Cuando la primavera alcanzó calorcito a las oseras. Panza se despertó, y poniéndose en pie, echó a andar su debilitado cuerpo. Salió al sol de la media mañana que le cegó los ojos. Cuando los abrió, el horror sacudió su ‘humanidad’, al par que un olor nauseabundo acicateó su finísimo olfato. Ningún pájaro lo saludó con su canto, ningún abejorro con su zumbar. Decenas de cadáveres en plena descomposición yacían diseminados. La nieve derretida, los había sacado a la luz. La misma escena macabra que viera en el sueño. De verdad golpeado, caminaba como un zombi. Casi instintivamente soltó sus necesidades.

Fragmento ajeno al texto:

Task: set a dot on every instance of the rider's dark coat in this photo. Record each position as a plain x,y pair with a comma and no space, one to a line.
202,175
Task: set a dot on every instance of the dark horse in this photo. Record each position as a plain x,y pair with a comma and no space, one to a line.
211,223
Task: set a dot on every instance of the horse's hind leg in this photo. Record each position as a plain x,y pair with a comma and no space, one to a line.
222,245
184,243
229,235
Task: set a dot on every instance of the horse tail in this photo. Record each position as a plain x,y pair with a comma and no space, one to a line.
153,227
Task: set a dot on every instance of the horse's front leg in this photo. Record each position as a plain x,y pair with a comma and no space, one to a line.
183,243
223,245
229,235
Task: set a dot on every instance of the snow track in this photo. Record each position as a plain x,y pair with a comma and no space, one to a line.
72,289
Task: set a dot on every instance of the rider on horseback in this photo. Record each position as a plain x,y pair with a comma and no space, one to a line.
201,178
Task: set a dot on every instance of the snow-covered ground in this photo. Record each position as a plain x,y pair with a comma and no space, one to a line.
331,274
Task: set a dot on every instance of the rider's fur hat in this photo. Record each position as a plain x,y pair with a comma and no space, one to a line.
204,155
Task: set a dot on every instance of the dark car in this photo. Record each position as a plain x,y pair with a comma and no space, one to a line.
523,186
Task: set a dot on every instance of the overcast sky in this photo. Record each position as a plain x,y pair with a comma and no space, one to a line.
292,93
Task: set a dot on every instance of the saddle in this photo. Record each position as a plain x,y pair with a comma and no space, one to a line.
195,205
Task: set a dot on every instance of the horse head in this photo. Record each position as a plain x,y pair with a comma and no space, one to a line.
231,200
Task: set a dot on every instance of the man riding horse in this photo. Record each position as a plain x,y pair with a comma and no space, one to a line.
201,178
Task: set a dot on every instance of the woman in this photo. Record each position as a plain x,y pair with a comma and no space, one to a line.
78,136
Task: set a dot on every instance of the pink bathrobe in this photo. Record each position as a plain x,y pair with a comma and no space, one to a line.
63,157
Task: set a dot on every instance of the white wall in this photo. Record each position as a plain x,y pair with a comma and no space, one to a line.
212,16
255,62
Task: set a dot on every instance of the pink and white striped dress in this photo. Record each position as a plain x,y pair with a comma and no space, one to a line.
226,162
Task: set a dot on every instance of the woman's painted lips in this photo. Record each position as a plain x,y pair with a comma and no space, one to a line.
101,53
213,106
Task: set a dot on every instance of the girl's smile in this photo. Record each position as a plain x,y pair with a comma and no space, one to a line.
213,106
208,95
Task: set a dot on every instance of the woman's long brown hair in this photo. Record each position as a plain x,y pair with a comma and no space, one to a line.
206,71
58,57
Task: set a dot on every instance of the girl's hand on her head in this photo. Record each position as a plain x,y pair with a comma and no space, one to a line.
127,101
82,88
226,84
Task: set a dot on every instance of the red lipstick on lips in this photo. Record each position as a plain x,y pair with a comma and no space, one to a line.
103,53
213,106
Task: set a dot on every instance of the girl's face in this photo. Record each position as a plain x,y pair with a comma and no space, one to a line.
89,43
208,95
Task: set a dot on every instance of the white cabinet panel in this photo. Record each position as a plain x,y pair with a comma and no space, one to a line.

Luego, reaccionado que hubo, fue a buscar a Bonita, que no tenía ‘pensado’ salir de su letargo. Así que, sacudiéndola como sacuden los osos, la despertó. En su seno dormían dos hermosos oseznos de peluche. Se llevó su familia al sol. Bonita, viendo aquel horror nauseabundo, cubrió a sus hijos y se echó en la piedra para tomar aliento. Casi instintivamente soltó sus necesidades fisiológicas aletargadas por la hibernación, y abrazando a las crías con sus garras, lloró como lloran los osos. Panza, que sabía lo que tenía que hacer, lo había visto en el sueño, esperó a Bonita y a sus hermosísimos hijos, y principió a andar. Esquivando cadáveres caminaron hacia las rocallosas. Después, irían hacia el sur, quién sabe hasta el fin del mundo. Era menester hallar nuevos, prometedores dominios. En el sueño había entrevisto unas lejanas, benditas, argentinas tierras, donde la virusa que no pudo hacer la de las suyas, no había exterminado a los animales, ya que reaccionaron anticipadamente, guareciéndose, cubriéndose en sus lugares habituales. Sobreviviendo a la catástrofe. Como los héroes de Montana, los mismos que ahora, iban en ristra. Uno tras del otro hacia las nuevas, argentinas tierras vislumbradas oníricamente, por nuestro carísimo amigo Panza. Detrás, le seguían los osos y todos los animalitos que hibernaron. El solcito de marzo los acompañaba con esperanzada sonrisa de oro.